Beijing ChinaWant to know where the world's largest network of security cameras is? Well, pretty soon it will be in China. Yes, that's right, the country with the biggest population in the world will now have the biggest security camera network says a recent report from the Daily Mail.

According to the report, China will spend an estimated $4.18 billion on 500,000 security cameras in order to create the world's largest security camera network.
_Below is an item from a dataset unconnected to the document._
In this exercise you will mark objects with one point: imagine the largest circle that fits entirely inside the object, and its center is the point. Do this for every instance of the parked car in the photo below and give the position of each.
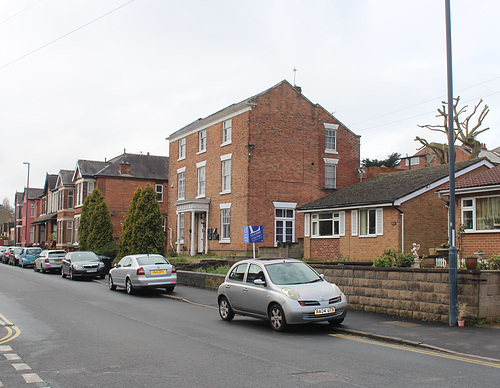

This marks the largest "Big Brother" network of CCTV surveillance cameras in the entire world since the events of the September 11, 2001 attacks on the U.S.

The city of Chongqing in China has been in charge of drawing up the plans for the network after an outbreak of religious groups began clashing in July of 2009. The cameras will be set up and installed in 2012 with the goals of reducing crime and enhancing rescue operations as well as emergency controls.

According to the Daily Mail, Police Chief of Chongqing Wang Zhijun said that the system would be the world's largest security network since the attacks on the United States in September of 2001. This camera system is poised to completely dwarf the current 40,000 camera system currently set up in China's Xinjiang region.

The entirety of the network will be managed by a single network that will allow authorities as well as emergency services in the area of over 30 million people to share the video feeds.

Authorities in China are increasingly enlisting technology for security reasons which was widely seen during the 2008 Beijing Olympic Games. The government in China has expanded resources to police online activity and block anti-government postings as well as other politically sensitive material with a system known as the "Great Firewall of China".

Plans for the surveillance system surfaced after officials in the region announced plans to build 10 luxury inland river cruise ships large enough to accommodate landing pads for helicopters. So I guess when people say Big Brother is watching in China, they mean it literally.